Victor Montagliani, speaking to Reuters by telephone hours after FIFA said it would encourage co-hosting for the 2026 World Cup, said a three-way bid with the United States, Mexico and Canada was one option but did not rule out games in Central America or the Caribbean. For Montagliani, head of the governing body for soccer in North and Central America and the Caribbean, FIFA’s welcoming of joint bids and the expansion of the tournament to 48 teams from 32 in 2026 meant a multinational bid made sense.
“Especially with 48 teams and the increased infrastructure that requires, not so much from a stadium standpoint but training facilities, hotels and all the other things, having the opportunity with three or more countries that are geographically close, it would be reasonable,” said Montagliani.
“Probably in short order, here in CONCACAF, we will sit at a table and see how we are going to move forward.” FIFA president Gianni Infantino said earlier on Thursday the organisation would encourage applications to co-host the 2026 World Cup and that the event could be split between up to four countries. Montagliani, when asked if an expanded tournament featuring 80 games meant there was also a possibility for some group stage games to be held in Central America or the Caribbean, said anything is possible.
“You have to look at the economics as well, weigh in the cost-benefit, but I think the possibilities are endless, to be honest with you, when you have that many games,” Montagliani said. “You can’t close the door on any opportunities.”
The 2018 World Cup will be in Russia while Qatar hosts the tournament in 2022. The CONCACAF region is widely viewed as favourite to host the 2026 tournament given FIFA rules that restrict Europe and Asia from hosting again so quickly. The United States hosted the 1994 World Cup while Mexico hosted in 1970 and 1986. Canada has never hosted the tournament but successfully hosted the Women’s World Cup in 2015. U.S. Soccer Federation president Sunil Gulati has said his federation has yet to decide whether to bid alone for 2026 or jointly with Canada and/or Mexico.

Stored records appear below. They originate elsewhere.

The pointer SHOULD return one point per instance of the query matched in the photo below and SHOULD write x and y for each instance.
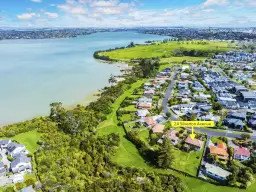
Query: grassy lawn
(144, 135)
(129, 108)
(187, 162)
(29, 139)
(180, 59)
(158, 50)
(111, 121)
(216, 140)
(126, 117)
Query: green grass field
(187, 162)
(159, 50)
(111, 121)
(29, 139)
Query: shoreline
(87, 99)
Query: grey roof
(2, 168)
(27, 189)
(20, 159)
(12, 146)
(239, 115)
(217, 170)
(248, 94)
(4, 142)
(236, 122)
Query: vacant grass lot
(159, 50)
(187, 162)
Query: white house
(15, 149)
(242, 154)
(21, 163)
(142, 113)
(185, 107)
(4, 143)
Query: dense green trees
(165, 154)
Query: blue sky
(127, 13)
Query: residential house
(147, 106)
(21, 163)
(142, 113)
(145, 100)
(158, 128)
(2, 169)
(220, 150)
(215, 172)
(252, 121)
(248, 96)
(171, 134)
(4, 143)
(198, 86)
(238, 88)
(185, 107)
(149, 122)
(194, 143)
(238, 115)
(233, 123)
(209, 117)
(149, 93)
(184, 75)
(15, 149)
(159, 119)
(182, 85)
(27, 189)
(242, 154)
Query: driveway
(224, 134)
(168, 93)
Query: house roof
(20, 159)
(172, 134)
(150, 121)
(217, 170)
(142, 113)
(248, 94)
(222, 145)
(242, 151)
(222, 153)
(4, 142)
(158, 128)
(2, 168)
(194, 142)
(27, 189)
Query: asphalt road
(216, 133)
(167, 94)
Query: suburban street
(210, 133)
(224, 134)
(168, 93)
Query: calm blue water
(35, 73)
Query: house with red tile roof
(172, 136)
(242, 154)
(195, 144)
(221, 151)
(150, 122)
(222, 145)
(158, 128)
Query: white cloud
(51, 15)
(209, 3)
(25, 16)
(69, 7)
(110, 3)
(208, 10)
(37, 1)
(249, 3)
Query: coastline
(87, 99)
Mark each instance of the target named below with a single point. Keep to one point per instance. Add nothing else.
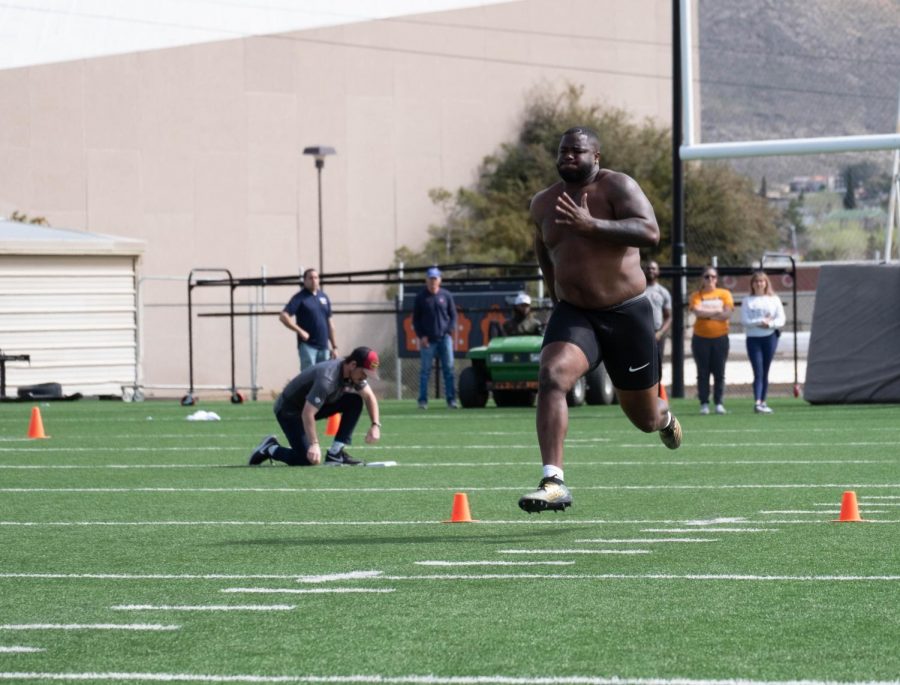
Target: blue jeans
(761, 350)
(710, 355)
(310, 355)
(443, 349)
(349, 405)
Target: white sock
(553, 472)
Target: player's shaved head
(588, 133)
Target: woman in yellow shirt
(712, 307)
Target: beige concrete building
(197, 151)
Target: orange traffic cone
(334, 422)
(36, 427)
(460, 512)
(849, 508)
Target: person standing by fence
(712, 306)
(434, 320)
(762, 314)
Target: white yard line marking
(455, 488)
(208, 607)
(495, 563)
(710, 529)
(573, 551)
(430, 679)
(468, 464)
(517, 522)
(306, 591)
(643, 576)
(188, 576)
(644, 541)
(414, 679)
(327, 578)
(87, 626)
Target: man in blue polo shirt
(314, 329)
(434, 320)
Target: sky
(45, 31)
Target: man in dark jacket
(434, 320)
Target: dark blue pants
(710, 355)
(761, 351)
(349, 406)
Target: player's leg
(570, 348)
(349, 406)
(426, 356)
(631, 355)
(562, 364)
(307, 356)
(295, 455)
(700, 349)
(445, 350)
(719, 357)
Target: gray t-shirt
(660, 299)
(319, 385)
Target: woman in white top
(762, 315)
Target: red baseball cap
(365, 358)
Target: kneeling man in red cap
(338, 386)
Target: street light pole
(319, 152)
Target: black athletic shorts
(622, 337)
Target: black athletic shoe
(260, 454)
(551, 494)
(671, 434)
(342, 459)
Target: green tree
(850, 193)
(490, 221)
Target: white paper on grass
(201, 415)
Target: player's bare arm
(541, 252)
(633, 221)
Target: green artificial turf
(734, 568)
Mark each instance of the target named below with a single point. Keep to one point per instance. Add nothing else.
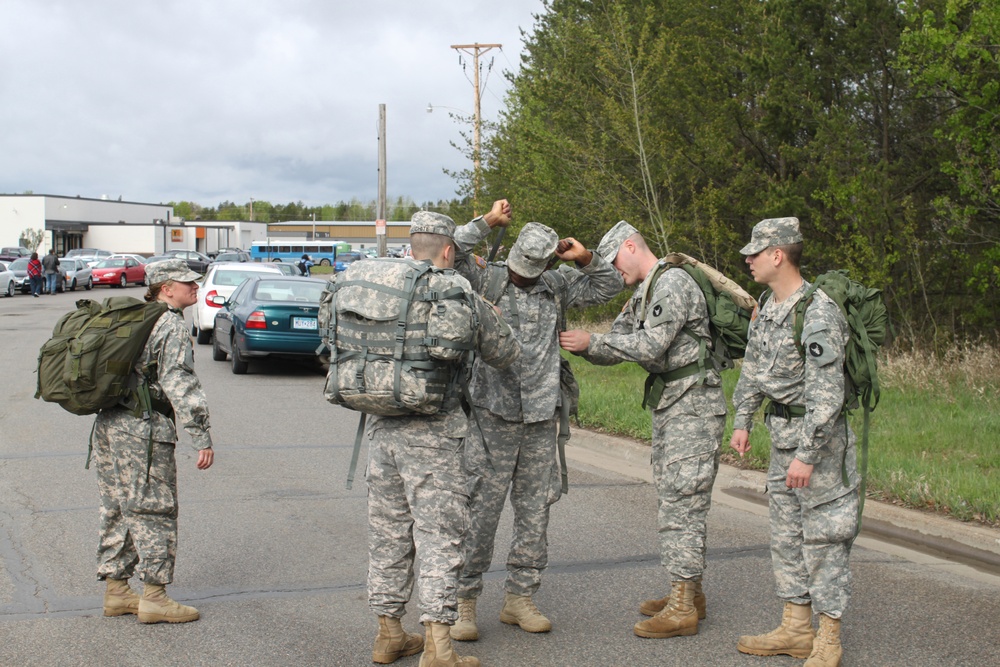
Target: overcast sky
(214, 100)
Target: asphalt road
(273, 550)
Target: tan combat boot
(654, 607)
(438, 651)
(521, 610)
(678, 619)
(793, 637)
(392, 642)
(466, 630)
(826, 647)
(120, 599)
(156, 607)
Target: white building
(118, 226)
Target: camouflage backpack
(397, 331)
(89, 363)
(729, 310)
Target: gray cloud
(220, 100)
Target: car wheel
(240, 365)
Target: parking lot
(273, 549)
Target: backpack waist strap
(785, 411)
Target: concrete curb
(972, 545)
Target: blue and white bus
(291, 250)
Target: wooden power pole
(475, 50)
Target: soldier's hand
(740, 441)
(571, 250)
(798, 475)
(499, 215)
(205, 458)
(576, 340)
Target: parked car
(195, 260)
(8, 283)
(345, 258)
(220, 280)
(238, 256)
(119, 271)
(268, 315)
(76, 273)
(19, 267)
(89, 255)
(10, 253)
(138, 258)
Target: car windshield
(230, 278)
(288, 290)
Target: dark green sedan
(268, 315)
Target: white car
(7, 280)
(221, 280)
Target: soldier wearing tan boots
(812, 482)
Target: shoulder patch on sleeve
(816, 342)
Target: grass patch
(931, 443)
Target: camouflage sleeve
(747, 397)
(596, 283)
(176, 378)
(824, 339)
(469, 266)
(597, 353)
(667, 313)
(497, 345)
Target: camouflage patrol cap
(612, 241)
(772, 232)
(170, 269)
(426, 222)
(532, 251)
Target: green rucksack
(729, 310)
(89, 363)
(868, 320)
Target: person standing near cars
(518, 407)
(418, 499)
(664, 329)
(50, 265)
(138, 532)
(35, 274)
(812, 481)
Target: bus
(291, 250)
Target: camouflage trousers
(418, 507)
(685, 455)
(812, 529)
(138, 530)
(524, 463)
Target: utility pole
(380, 237)
(475, 50)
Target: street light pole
(474, 50)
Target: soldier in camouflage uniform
(418, 498)
(812, 482)
(139, 510)
(689, 415)
(517, 407)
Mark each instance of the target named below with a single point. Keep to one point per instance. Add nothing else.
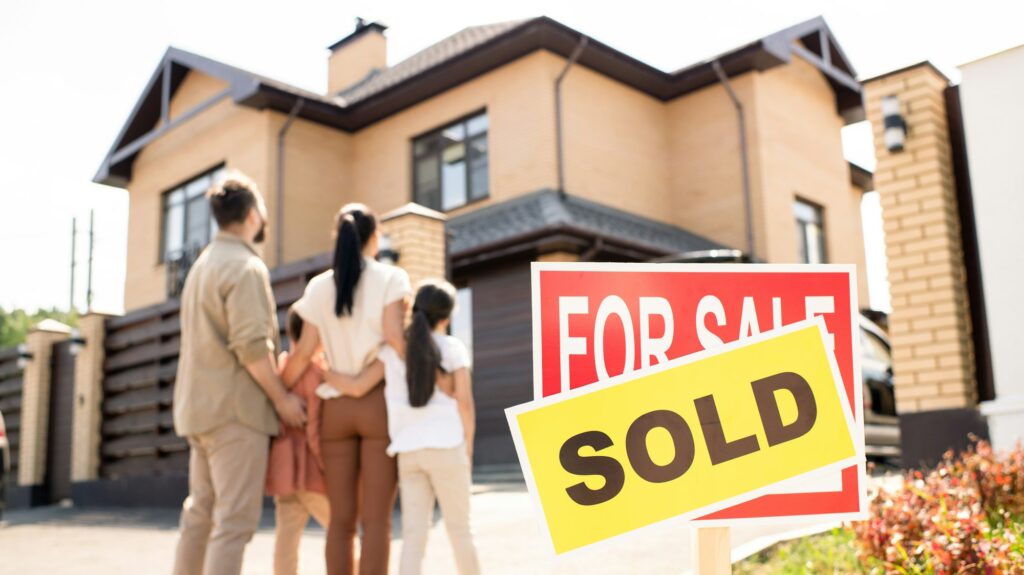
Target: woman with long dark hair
(350, 311)
(432, 426)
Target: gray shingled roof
(546, 210)
(423, 60)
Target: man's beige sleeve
(250, 309)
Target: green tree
(14, 324)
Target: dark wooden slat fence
(138, 381)
(10, 402)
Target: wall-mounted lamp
(77, 342)
(894, 124)
(24, 356)
(386, 254)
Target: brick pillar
(88, 397)
(930, 325)
(418, 234)
(36, 400)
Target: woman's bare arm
(393, 323)
(307, 346)
(356, 386)
(445, 383)
(467, 408)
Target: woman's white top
(437, 424)
(352, 342)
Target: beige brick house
(938, 327)
(525, 140)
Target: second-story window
(187, 224)
(450, 166)
(810, 232)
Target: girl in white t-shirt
(431, 421)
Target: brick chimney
(354, 56)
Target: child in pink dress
(295, 471)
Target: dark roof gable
(548, 213)
(463, 56)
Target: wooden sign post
(712, 551)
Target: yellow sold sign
(685, 438)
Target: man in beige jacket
(227, 396)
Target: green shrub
(963, 517)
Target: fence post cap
(51, 326)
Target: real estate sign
(593, 322)
(685, 437)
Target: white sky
(72, 71)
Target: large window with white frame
(810, 231)
(186, 224)
(450, 165)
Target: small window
(187, 223)
(450, 166)
(810, 232)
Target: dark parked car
(881, 423)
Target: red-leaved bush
(963, 517)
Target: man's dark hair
(293, 325)
(231, 198)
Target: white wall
(992, 95)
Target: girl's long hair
(355, 225)
(434, 302)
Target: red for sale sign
(595, 321)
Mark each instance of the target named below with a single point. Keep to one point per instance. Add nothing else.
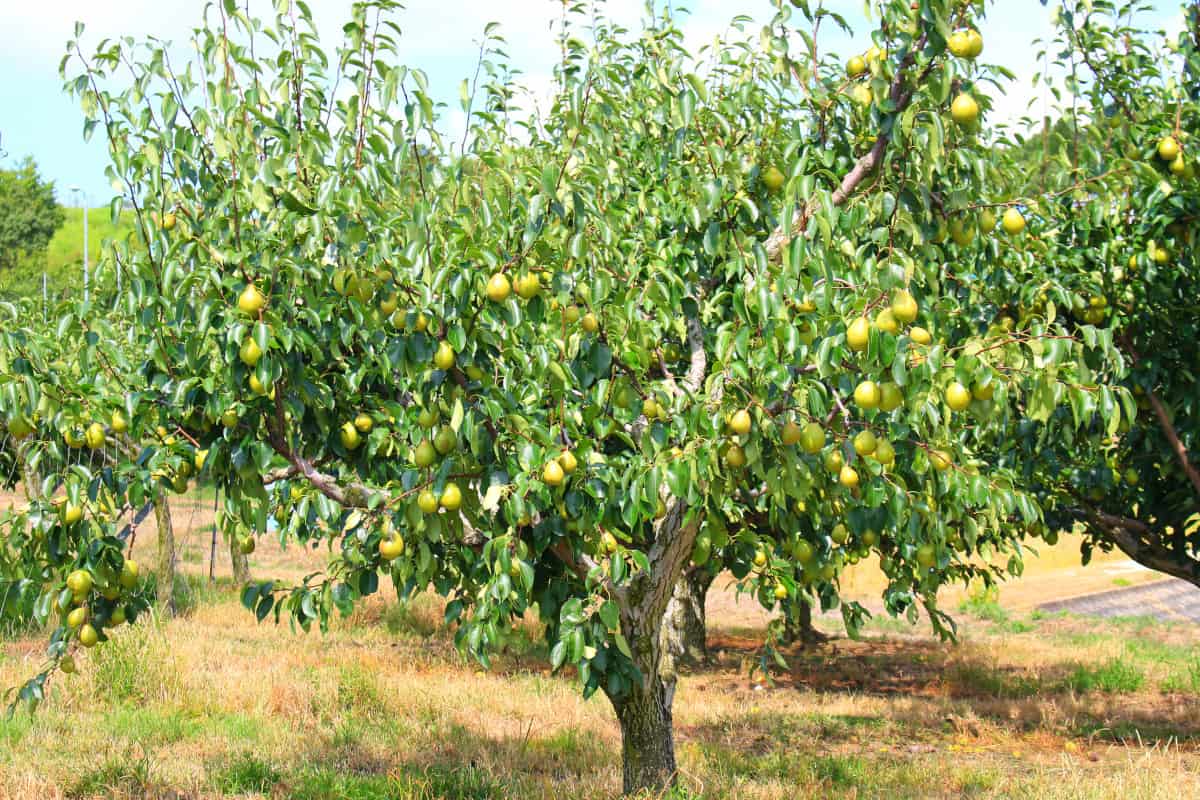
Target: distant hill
(63, 260)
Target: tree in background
(1126, 246)
(29, 214)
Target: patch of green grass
(237, 727)
(136, 667)
(1114, 677)
(358, 691)
(1183, 680)
(984, 607)
(13, 727)
(429, 783)
(244, 774)
(979, 679)
(148, 726)
(117, 776)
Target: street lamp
(83, 204)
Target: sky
(441, 36)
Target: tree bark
(240, 563)
(799, 627)
(684, 624)
(647, 737)
(30, 479)
(166, 573)
(643, 709)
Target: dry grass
(214, 705)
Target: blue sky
(441, 36)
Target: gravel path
(1171, 600)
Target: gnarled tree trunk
(799, 627)
(645, 711)
(684, 624)
(166, 572)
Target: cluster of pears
(557, 469)
(527, 287)
(1170, 151)
(391, 543)
(82, 611)
(426, 453)
(352, 432)
(94, 435)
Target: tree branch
(850, 184)
(1140, 543)
(1173, 437)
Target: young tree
(29, 214)
(1126, 247)
(538, 366)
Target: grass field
(214, 705)
(63, 260)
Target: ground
(211, 704)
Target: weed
(1114, 677)
(245, 774)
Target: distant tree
(29, 214)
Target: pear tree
(733, 296)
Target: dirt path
(1171, 600)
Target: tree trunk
(799, 627)
(240, 563)
(684, 624)
(30, 479)
(647, 735)
(166, 573)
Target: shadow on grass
(1097, 699)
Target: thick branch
(1173, 437)
(1140, 543)
(853, 179)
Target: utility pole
(83, 205)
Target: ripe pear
(552, 474)
(427, 501)
(451, 497)
(498, 288)
(773, 179)
(424, 455)
(95, 435)
(813, 438)
(1013, 222)
(250, 353)
(349, 435)
(251, 300)
(965, 110)
(791, 433)
(858, 335)
(904, 307)
(741, 422)
(867, 395)
(865, 443)
(886, 320)
(847, 476)
(444, 358)
(958, 397)
(735, 456)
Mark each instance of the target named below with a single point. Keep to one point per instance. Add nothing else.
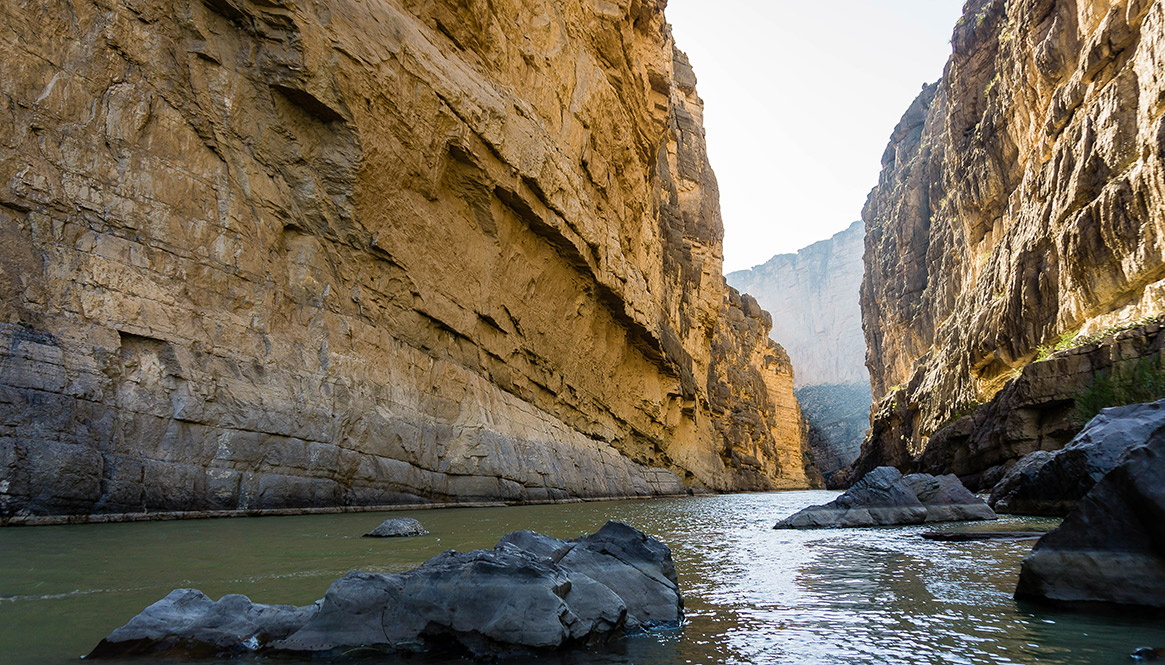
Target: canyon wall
(813, 296)
(280, 254)
(1021, 207)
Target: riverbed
(753, 595)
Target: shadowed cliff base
(1021, 209)
(272, 255)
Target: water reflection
(753, 594)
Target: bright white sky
(800, 98)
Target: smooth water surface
(752, 594)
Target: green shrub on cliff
(1142, 382)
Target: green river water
(752, 594)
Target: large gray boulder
(1111, 545)
(1052, 482)
(530, 592)
(397, 526)
(884, 497)
(946, 499)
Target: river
(753, 595)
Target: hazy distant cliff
(1021, 206)
(817, 318)
(280, 254)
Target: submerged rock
(885, 497)
(397, 526)
(1052, 482)
(530, 592)
(974, 536)
(1111, 546)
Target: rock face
(838, 418)
(1036, 411)
(750, 387)
(1021, 203)
(396, 528)
(884, 497)
(277, 254)
(1052, 482)
(1111, 546)
(814, 298)
(530, 592)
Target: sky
(799, 104)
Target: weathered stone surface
(277, 254)
(397, 526)
(946, 499)
(1022, 199)
(1111, 546)
(1036, 411)
(529, 592)
(880, 499)
(814, 298)
(750, 390)
(838, 418)
(884, 497)
(1052, 482)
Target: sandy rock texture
(1022, 199)
(287, 253)
(1033, 412)
(814, 298)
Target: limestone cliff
(289, 253)
(813, 297)
(1022, 203)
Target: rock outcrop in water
(884, 497)
(814, 298)
(1022, 204)
(277, 254)
(530, 592)
(1111, 546)
(397, 528)
(1052, 482)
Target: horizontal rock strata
(814, 298)
(277, 254)
(1022, 203)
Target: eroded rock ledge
(282, 254)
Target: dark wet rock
(973, 536)
(884, 497)
(1149, 653)
(1111, 546)
(397, 526)
(946, 499)
(530, 592)
(188, 621)
(1052, 482)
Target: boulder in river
(397, 526)
(530, 592)
(1111, 545)
(884, 497)
(1052, 482)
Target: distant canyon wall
(283, 254)
(814, 298)
(1021, 207)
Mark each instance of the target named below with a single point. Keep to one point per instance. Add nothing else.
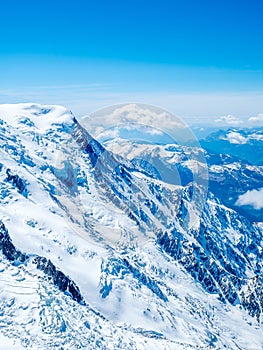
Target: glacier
(98, 252)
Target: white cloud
(254, 198)
(229, 119)
(256, 119)
(236, 138)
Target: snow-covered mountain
(99, 252)
(246, 144)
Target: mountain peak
(36, 116)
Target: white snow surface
(32, 144)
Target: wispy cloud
(229, 120)
(256, 119)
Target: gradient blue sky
(199, 59)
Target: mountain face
(98, 251)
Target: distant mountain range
(125, 245)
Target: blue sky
(196, 58)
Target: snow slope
(151, 273)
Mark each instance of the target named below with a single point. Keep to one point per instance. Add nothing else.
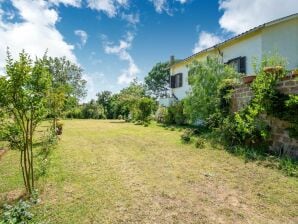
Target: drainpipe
(220, 53)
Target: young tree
(67, 84)
(145, 107)
(24, 92)
(105, 99)
(157, 80)
(129, 96)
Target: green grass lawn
(114, 172)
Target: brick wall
(281, 142)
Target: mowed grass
(114, 172)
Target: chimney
(172, 59)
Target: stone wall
(281, 142)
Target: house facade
(279, 36)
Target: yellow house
(280, 35)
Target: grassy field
(114, 172)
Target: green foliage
(24, 94)
(92, 110)
(186, 136)
(104, 98)
(205, 79)
(200, 143)
(144, 108)
(157, 79)
(67, 87)
(174, 114)
(161, 114)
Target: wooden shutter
(180, 76)
(173, 81)
(242, 65)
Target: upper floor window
(239, 64)
(176, 80)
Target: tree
(24, 92)
(104, 98)
(129, 96)
(67, 84)
(205, 79)
(92, 110)
(157, 80)
(145, 107)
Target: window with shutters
(239, 64)
(177, 80)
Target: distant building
(280, 35)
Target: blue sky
(115, 41)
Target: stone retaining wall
(281, 142)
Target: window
(239, 64)
(176, 80)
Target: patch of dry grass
(110, 172)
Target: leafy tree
(145, 107)
(129, 96)
(24, 92)
(67, 84)
(92, 110)
(104, 98)
(157, 80)
(205, 79)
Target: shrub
(200, 143)
(144, 109)
(186, 136)
(161, 114)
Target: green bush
(200, 143)
(186, 136)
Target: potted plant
(273, 69)
(295, 72)
(248, 79)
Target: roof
(257, 28)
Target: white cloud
(163, 5)
(131, 18)
(36, 33)
(241, 15)
(160, 5)
(83, 37)
(108, 6)
(94, 82)
(206, 40)
(74, 3)
(121, 51)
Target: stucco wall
(283, 38)
(181, 92)
(250, 48)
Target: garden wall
(281, 142)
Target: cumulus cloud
(74, 3)
(83, 37)
(241, 15)
(121, 50)
(206, 40)
(36, 33)
(163, 5)
(109, 7)
(131, 18)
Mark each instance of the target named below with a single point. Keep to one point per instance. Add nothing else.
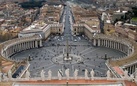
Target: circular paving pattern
(71, 59)
(81, 48)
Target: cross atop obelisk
(67, 46)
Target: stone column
(59, 76)
(75, 74)
(86, 74)
(67, 73)
(36, 44)
(27, 75)
(108, 75)
(49, 75)
(40, 43)
(126, 74)
(92, 73)
(136, 75)
(10, 75)
(42, 75)
(98, 42)
(94, 42)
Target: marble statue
(108, 74)
(136, 74)
(92, 73)
(42, 75)
(86, 74)
(59, 75)
(67, 73)
(10, 75)
(27, 74)
(49, 75)
(76, 74)
(0, 76)
(126, 74)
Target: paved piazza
(46, 58)
(82, 54)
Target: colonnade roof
(123, 61)
(12, 42)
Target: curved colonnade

Montagliani said he did not believe that a controversial border wall to stem illegal immigration, which was one of U.S. President Donald Trump’s biggest campaign promises, would have any negative impact on a bid from the region. “Not withstanding some of the politics that is occurring in this part of the world, Trump has been pretty consistent in his support of global events and sport throughout his career as a businessman. I am not sure I would see that necessarily changing now that he is a president,” said Montagliani. “It is important, if we are going to do something like this, that we get it right from a football and administration end before we start worrying about anything above that. But I am also confident that a World Cup, the only thing of its kind would, no pun intended, trump politics.”